On Sun, Feb 05, 2023 at 05:18:08PM +1100, Finn Thain wrote:
That could be a bug I was chasing back in 2021 but never found. The mmap stressors in stress-ng were triggering a crash on a Mac Quadras, though only rarely. Sometimes it would run all day without a failure. Last year when I started using GCC 12 to build the kernel, I saw the same workload fail again but the failure mode had become a silent hang/livelock instead of the oopses I got with GCC 6. When I press the NMI button after the livelock I always see do_page_fault() in the backtrace. So I've been testing your patch. I've been running the same stress-ng reproducer for about 12 hours now with no failures which looks promising. In case that stress-ng testing is of use: Tested-by: Finn Thain <fthain@xxxxxxxxxxxxxx> BTW, how did you identify that bug in do_page_fault()? If its the same bug I was chasing, it could be an old one. The stress-ng logs I collected last year include a crash from a v4.14 build.

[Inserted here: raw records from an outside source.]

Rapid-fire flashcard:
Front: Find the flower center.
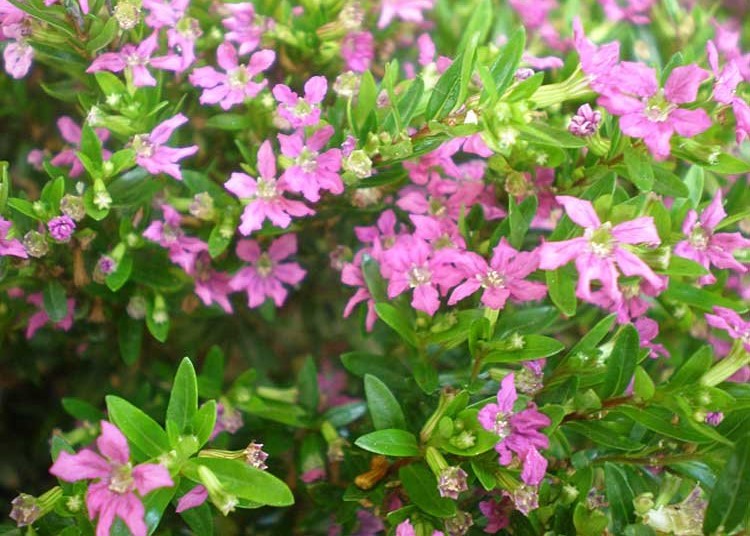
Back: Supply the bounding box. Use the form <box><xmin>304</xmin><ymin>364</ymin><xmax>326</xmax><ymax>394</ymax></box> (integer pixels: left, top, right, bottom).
<box><xmin>107</xmin><ymin>463</ymin><xmax>133</xmax><ymax>494</ymax></box>
<box><xmin>584</xmin><ymin>222</ymin><xmax>615</xmax><ymax>259</ymax></box>
<box><xmin>255</xmin><ymin>253</ymin><xmax>273</xmax><ymax>277</ymax></box>
<box><xmin>688</xmin><ymin>223</ymin><xmax>710</xmax><ymax>251</ymax></box>
<box><xmin>255</xmin><ymin>178</ymin><xmax>279</xmax><ymax>200</ymax></box>
<box><xmin>297</xmin><ymin>147</ymin><xmax>318</xmax><ymax>173</ymax></box>
<box><xmin>229</xmin><ymin>65</ymin><xmax>250</xmax><ymax>89</ymax></box>
<box><xmin>477</xmin><ymin>270</ymin><xmax>505</xmax><ymax>288</ymax></box>
<box><xmin>407</xmin><ymin>265</ymin><xmax>432</xmax><ymax>288</ymax></box>
<box><xmin>130</xmin><ymin>134</ymin><xmax>155</xmax><ymax>158</ymax></box>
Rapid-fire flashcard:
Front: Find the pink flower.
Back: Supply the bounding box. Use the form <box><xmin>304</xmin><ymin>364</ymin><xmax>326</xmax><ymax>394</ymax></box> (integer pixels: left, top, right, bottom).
<box><xmin>26</xmin><ymin>292</ymin><xmax>76</xmax><ymax>339</ymax></box>
<box><xmin>446</xmin><ymin>238</ymin><xmax>547</xmax><ymax>309</ymax></box>
<box><xmin>539</xmin><ymin>196</ymin><xmax>663</xmax><ymax>303</ymax></box>
<box><xmin>706</xmin><ymin>307</ymin><xmax>750</xmax><ymax>352</ymax></box>
<box><xmin>130</xmin><ymin>114</ymin><xmax>198</xmax><ymax>181</ymax></box>
<box><xmin>229</xmin><ymin>234</ymin><xmax>306</xmax><ymax>309</ymax></box>
<box><xmin>175</xmin><ymin>485</ymin><xmax>208</xmax><ymax>514</ymax></box>
<box><xmin>0</xmin><ymin>216</ymin><xmax>29</xmax><ymax>259</ymax></box>
<box><xmin>143</xmin><ymin>204</ymin><xmax>208</xmax><ymax>274</ymax></box>
<box><xmin>86</xmin><ymin>31</ymin><xmax>181</xmax><ymax>87</ymax></box>
<box><xmin>50</xmin><ymin>115</ymin><xmax>112</xmax><ymax>178</ymax></box>
<box><xmin>0</xmin><ymin>39</ymin><xmax>34</xmax><ymax>79</ymax></box>
<box><xmin>273</xmin><ymin>76</ymin><xmax>328</xmax><ymax>128</ymax></box>
<box><xmin>190</xmin><ymin>42</ymin><xmax>276</xmax><ymax>110</ymax></box>
<box><xmin>224</xmin><ymin>140</ymin><xmax>315</xmax><ymax>236</ymax></box>
<box><xmin>674</xmin><ymin>190</ymin><xmax>750</xmax><ymax>285</ymax></box>
<box><xmin>378</xmin><ymin>0</ymin><xmax>435</xmax><ymax>30</ymax></box>
<box><xmin>381</xmin><ymin>235</ymin><xmax>461</xmax><ymax>316</ymax></box>
<box><xmin>341</xmin><ymin>32</ymin><xmax>375</xmax><ymax>73</ymax></box>
<box><xmin>49</xmin><ymin>421</ymin><xmax>174</xmax><ymax>536</ymax></box>
<box><xmin>599</xmin><ymin>62</ymin><xmax>711</xmax><ymax>160</ymax></box>
<box><xmin>278</xmin><ymin>125</ymin><xmax>344</xmax><ymax>202</ymax></box>
<box><xmin>599</xmin><ymin>0</ymin><xmax>657</xmax><ymax>24</ymax></box>
<box><xmin>477</xmin><ymin>373</ymin><xmax>551</xmax><ymax>486</ymax></box>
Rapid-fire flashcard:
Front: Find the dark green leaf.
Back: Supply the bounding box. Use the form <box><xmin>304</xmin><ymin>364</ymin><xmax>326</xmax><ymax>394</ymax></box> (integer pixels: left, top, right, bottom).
<box><xmin>365</xmin><ymin>374</ymin><xmax>406</xmax><ymax>430</ymax></box>
<box><xmin>354</xmin><ymin>428</ymin><xmax>419</xmax><ymax>457</ymax></box>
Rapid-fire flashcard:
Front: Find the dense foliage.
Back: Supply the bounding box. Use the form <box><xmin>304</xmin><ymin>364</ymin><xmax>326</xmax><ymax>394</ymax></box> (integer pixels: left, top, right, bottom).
<box><xmin>0</xmin><ymin>0</ymin><xmax>750</xmax><ymax>536</ymax></box>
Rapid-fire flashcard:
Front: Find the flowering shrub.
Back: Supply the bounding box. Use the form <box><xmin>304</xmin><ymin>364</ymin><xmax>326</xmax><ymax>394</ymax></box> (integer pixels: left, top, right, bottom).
<box><xmin>0</xmin><ymin>0</ymin><xmax>750</xmax><ymax>536</ymax></box>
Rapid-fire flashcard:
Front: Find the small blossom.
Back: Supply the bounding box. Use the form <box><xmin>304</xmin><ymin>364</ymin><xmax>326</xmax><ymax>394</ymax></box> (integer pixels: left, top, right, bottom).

Went to reread the current state of mm/gup.c, decided to reread handle_mm_fault() and its callers, noticed fault_signal_pending() which hadn't been there back when I last crawled through that area, realized what it had replaced, went to check if everything had been converted (arch/um got missed, BTW). Noticed the difference between the architectures (the first hit was on alpha, without the "sod off to no_context if it's a user fault" logics, the last - xtensa, with it). Checked the log for xtensa, found the commit from 2021 adding that part; looked on arm and arm64, found commits from 2017 doing the same thing, then, on x86, Linus' commit from 2014 adding the x86 counterpart... Figuring out what all of those had been for wasn't particularly hard, and it was easy to check which architectures still needed the same thing... BTW, since these patches would be much easier to backport than any unification work, I think the right thing to do would be to have further unification done on top of them.